CAPE TOWN, South Africa (AP) - More than 235,000 South Africans with AIDS are receiving anti-retroviral medicines in the public health sector, up 55,000 from the end of June, the government said Monday.
Officials said this proved the government's commitment to giving free drugs to all those in need.
For years, the government of the country with the second-largest number of people with HIV/AIDS in the world was criticized for doing to little to provide life-prolonging treatment to people displaying symptoms of full-blown AIDS.
Health Minister Manto Tshabalala-Msimang came in for especially damning condemnation for her promotion of garlic and lemons as a remedy and for publicly expressing mistrust of anti-retrovirals.
But Deputy President Phumzile Mlambo-Ngcuka recently assumed control of AIDS policy and mended fences with AIDS activists once shunned by the government.
The government is to unveil a new five year prevention, treatment and care strategy on Dec. 1 World AIDS Day, setting a target of 650,000 people on treatment by 2011, according to the medical wire, Health E-News.
A statement from the Health Ministry said that by the end of September, 235,378 people had been initiated on anti-retroviral drugs at 273 licensed hospitals and clinics.

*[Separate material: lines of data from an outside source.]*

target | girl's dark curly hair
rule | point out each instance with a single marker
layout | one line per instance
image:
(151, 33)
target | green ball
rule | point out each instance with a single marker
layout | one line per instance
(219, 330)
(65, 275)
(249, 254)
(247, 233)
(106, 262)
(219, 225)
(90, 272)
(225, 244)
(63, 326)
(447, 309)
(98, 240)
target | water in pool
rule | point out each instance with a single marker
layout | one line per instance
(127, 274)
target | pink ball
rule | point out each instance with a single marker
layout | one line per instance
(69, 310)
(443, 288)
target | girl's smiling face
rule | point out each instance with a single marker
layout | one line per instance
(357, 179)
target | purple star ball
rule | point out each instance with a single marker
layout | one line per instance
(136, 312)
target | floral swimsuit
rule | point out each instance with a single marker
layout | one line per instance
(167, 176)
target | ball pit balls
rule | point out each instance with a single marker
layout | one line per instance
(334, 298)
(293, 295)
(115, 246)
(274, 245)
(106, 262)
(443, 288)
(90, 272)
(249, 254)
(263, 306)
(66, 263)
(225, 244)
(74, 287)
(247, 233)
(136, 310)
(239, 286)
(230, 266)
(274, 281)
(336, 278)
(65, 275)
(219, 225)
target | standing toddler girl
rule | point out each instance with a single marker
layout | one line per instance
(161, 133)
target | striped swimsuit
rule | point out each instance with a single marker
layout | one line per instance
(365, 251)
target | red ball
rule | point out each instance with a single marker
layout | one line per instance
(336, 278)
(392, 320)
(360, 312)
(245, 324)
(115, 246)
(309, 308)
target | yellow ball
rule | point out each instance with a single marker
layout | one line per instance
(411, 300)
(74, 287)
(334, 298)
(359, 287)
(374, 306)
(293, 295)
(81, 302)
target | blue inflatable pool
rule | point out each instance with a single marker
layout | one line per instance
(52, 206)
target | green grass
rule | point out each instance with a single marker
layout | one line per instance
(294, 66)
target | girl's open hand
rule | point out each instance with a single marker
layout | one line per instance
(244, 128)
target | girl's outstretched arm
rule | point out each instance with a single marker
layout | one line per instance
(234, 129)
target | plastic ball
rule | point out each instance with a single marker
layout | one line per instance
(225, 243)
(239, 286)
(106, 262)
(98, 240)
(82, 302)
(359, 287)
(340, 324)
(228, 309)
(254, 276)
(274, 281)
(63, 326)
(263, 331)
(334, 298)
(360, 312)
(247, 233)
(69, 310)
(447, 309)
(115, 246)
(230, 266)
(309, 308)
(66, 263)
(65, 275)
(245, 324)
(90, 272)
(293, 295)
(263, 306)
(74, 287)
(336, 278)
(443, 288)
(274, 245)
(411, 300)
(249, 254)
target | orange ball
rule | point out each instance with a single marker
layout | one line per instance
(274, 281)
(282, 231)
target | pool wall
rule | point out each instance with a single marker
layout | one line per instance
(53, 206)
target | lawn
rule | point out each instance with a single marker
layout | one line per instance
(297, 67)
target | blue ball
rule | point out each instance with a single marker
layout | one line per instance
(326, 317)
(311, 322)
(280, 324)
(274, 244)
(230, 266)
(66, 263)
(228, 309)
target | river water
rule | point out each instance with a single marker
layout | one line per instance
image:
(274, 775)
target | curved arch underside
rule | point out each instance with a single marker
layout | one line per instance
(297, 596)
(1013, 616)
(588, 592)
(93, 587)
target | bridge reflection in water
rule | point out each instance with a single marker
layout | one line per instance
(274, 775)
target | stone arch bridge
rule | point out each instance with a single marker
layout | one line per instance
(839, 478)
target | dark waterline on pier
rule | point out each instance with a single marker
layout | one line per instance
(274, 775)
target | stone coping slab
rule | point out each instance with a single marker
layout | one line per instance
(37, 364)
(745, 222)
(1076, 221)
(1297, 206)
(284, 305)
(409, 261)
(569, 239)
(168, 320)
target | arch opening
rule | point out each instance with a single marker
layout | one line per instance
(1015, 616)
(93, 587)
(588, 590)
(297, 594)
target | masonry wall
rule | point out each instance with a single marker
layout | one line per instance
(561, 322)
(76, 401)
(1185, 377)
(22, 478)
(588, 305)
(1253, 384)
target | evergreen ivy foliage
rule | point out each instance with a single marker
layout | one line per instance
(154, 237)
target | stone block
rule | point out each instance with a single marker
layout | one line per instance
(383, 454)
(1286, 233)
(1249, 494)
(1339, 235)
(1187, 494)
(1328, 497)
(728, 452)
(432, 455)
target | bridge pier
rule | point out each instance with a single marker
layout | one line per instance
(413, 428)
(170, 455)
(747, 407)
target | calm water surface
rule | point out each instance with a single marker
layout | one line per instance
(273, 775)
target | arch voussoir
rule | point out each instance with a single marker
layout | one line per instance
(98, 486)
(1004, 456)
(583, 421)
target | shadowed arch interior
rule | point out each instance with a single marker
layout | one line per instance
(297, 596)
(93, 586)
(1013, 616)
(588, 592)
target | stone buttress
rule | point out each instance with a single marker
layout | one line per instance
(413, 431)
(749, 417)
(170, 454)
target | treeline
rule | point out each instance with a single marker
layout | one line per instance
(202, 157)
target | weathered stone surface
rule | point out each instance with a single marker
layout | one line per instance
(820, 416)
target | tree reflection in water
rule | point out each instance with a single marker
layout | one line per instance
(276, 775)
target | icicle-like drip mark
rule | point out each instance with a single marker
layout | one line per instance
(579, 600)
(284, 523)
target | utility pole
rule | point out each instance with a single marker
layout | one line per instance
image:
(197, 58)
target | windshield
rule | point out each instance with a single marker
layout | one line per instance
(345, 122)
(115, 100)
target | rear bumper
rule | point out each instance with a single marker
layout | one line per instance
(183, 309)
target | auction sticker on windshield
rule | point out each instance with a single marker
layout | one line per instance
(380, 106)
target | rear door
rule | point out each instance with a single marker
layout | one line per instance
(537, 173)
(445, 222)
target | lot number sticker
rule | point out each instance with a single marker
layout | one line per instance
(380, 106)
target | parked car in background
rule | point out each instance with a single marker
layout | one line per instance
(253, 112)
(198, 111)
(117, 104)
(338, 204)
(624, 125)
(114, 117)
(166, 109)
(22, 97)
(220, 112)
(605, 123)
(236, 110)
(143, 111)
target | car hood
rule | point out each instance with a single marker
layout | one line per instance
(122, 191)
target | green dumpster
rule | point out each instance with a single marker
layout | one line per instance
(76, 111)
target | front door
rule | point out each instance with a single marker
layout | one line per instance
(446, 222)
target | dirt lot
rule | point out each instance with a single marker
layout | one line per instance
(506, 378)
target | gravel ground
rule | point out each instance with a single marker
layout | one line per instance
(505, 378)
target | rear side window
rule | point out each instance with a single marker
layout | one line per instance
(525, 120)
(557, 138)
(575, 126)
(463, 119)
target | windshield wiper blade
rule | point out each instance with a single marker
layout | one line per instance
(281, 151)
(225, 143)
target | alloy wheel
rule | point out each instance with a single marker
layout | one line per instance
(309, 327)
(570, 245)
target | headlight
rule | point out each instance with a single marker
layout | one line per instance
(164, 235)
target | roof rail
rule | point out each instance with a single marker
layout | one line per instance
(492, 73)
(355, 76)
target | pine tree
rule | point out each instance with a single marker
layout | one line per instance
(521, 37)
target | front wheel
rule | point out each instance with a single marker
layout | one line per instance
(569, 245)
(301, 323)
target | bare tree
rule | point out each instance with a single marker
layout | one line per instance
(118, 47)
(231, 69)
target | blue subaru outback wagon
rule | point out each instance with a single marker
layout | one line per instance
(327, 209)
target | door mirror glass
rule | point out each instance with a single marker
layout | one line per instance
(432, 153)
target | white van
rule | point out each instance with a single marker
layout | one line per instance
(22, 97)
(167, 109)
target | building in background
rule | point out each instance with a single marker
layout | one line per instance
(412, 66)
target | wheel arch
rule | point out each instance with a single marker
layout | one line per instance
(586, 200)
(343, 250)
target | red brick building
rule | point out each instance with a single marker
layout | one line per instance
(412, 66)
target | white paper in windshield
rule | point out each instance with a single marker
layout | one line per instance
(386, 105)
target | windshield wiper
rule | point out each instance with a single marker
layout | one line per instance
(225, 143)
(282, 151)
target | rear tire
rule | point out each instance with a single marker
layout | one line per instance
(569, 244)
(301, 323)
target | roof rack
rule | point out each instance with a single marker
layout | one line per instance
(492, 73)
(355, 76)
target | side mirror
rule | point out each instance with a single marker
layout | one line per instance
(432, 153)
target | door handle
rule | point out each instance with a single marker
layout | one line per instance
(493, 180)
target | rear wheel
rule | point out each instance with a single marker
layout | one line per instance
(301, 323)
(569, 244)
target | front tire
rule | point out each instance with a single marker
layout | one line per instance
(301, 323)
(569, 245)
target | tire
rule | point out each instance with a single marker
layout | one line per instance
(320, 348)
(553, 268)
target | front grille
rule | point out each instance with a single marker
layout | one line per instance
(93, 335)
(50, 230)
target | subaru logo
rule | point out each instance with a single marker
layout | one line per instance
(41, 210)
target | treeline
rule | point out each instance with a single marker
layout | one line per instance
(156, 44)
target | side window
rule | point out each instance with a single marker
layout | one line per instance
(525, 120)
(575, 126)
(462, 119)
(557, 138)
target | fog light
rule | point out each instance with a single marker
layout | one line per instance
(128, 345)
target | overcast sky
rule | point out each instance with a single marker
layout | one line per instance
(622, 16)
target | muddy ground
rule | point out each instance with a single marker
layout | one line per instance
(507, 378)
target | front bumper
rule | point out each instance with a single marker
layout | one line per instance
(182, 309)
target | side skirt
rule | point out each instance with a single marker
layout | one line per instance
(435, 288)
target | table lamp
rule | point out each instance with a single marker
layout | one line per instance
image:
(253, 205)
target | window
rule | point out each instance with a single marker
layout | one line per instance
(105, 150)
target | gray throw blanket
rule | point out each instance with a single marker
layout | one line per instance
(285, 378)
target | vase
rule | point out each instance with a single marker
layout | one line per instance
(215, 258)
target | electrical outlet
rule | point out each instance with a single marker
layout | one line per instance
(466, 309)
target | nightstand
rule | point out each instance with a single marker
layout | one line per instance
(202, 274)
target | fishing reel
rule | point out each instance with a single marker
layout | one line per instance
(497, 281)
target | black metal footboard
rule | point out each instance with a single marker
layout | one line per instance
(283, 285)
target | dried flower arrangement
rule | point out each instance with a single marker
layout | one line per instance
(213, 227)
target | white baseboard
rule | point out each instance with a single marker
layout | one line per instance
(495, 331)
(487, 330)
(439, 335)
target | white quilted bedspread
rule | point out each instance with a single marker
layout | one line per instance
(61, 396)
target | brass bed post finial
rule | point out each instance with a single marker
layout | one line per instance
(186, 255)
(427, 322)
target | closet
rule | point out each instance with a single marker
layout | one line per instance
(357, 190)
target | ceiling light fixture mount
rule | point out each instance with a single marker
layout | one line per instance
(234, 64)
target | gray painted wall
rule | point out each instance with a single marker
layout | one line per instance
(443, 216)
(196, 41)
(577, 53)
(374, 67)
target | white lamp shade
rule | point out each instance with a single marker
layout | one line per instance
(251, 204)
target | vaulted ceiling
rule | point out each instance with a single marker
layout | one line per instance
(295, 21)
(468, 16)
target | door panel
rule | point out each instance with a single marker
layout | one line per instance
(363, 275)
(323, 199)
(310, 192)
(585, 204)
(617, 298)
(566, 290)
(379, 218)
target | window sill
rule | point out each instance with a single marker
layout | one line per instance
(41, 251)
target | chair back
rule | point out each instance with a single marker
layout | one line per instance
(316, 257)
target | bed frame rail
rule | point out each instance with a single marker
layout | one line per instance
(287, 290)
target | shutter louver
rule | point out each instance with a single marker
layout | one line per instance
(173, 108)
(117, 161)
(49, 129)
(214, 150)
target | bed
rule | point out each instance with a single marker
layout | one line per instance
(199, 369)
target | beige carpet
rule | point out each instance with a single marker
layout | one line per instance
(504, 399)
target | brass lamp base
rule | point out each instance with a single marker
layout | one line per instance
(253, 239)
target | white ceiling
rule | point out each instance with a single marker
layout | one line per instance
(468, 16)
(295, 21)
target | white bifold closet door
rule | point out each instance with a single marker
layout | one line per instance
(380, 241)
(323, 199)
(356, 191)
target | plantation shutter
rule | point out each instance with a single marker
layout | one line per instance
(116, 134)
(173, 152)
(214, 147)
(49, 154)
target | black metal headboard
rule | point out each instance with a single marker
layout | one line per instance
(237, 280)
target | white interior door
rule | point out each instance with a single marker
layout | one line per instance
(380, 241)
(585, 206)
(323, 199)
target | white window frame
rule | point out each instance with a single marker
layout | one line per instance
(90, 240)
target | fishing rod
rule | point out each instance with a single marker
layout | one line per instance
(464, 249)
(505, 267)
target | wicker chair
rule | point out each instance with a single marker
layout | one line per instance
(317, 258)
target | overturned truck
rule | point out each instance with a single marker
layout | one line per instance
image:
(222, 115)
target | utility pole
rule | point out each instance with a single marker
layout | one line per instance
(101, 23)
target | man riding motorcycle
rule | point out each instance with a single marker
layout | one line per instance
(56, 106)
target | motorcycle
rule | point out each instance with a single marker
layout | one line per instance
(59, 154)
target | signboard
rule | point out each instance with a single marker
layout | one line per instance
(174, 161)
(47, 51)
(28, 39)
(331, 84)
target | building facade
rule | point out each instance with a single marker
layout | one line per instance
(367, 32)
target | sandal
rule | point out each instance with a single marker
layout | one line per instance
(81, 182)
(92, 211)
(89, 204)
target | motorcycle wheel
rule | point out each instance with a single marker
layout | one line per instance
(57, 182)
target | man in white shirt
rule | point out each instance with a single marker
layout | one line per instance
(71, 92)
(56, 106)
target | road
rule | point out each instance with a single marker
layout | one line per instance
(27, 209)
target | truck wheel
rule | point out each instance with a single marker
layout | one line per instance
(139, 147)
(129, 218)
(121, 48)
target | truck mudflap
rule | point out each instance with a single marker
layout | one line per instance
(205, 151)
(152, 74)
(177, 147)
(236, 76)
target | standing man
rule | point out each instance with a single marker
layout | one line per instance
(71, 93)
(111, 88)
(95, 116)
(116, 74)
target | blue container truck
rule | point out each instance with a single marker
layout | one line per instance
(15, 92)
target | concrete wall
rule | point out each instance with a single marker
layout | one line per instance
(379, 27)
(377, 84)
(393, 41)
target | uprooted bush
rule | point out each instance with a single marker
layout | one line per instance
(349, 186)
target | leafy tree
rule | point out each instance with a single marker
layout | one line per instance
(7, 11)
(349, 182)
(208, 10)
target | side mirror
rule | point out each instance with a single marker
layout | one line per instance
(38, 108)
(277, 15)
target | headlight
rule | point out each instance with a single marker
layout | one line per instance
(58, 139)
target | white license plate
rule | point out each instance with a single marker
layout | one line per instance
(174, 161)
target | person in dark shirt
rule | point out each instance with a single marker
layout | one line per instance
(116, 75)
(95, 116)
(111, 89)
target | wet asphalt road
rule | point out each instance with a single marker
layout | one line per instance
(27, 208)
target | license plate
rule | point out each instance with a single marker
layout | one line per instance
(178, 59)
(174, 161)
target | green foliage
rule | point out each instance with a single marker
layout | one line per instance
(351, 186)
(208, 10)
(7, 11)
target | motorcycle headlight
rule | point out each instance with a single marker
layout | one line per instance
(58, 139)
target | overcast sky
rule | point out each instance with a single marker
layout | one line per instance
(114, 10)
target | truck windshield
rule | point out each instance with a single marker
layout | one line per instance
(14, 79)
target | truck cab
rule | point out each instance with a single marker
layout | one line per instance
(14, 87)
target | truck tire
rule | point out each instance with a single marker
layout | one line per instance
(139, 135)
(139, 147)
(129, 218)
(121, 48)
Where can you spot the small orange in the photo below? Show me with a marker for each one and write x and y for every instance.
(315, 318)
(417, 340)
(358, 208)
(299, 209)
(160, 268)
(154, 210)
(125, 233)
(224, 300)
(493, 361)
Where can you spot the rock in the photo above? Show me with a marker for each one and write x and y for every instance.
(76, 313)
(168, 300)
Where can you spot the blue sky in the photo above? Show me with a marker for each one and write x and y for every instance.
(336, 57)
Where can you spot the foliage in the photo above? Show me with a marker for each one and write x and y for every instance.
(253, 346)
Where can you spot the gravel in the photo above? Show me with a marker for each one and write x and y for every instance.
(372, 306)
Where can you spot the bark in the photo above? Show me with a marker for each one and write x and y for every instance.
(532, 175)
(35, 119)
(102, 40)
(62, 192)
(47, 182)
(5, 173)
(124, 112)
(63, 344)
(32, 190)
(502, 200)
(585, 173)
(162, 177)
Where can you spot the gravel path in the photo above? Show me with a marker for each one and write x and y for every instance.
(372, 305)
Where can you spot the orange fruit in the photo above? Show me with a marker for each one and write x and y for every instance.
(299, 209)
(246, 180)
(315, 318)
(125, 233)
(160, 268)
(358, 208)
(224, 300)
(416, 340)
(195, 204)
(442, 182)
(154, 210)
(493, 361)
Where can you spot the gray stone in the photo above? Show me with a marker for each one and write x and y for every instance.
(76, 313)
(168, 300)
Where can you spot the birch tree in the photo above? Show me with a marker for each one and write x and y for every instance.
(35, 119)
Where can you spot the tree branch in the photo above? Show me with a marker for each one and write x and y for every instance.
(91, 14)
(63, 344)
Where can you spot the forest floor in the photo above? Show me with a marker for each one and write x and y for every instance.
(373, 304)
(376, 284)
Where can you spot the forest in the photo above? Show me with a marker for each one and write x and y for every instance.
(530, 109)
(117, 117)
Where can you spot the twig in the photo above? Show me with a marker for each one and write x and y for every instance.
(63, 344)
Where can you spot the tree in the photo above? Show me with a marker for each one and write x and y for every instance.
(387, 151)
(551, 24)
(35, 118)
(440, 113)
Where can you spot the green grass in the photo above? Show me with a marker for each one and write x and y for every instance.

An estimated additional 80,000 people with AIDS are receiving treatment in the private sector.
"The increase in the number of people initiated on treatment and the number of service points endorses the view that South Africa has the fastest growing anti-retroviral program in the world," it said.
South Africa has now outstripped Brazil, which pioneered the concept of universal access to anti-retroviral treatment, in the number of people on therapy.
South Africa has an estimated 5.4 million people with HIV/AIDS, the second highest in the world after India. An estimated 19 percent of the adult population, and 30 percent of pregnant women, is infected with the virus, according to government figures. An estimated 900 people die each day because of the disease.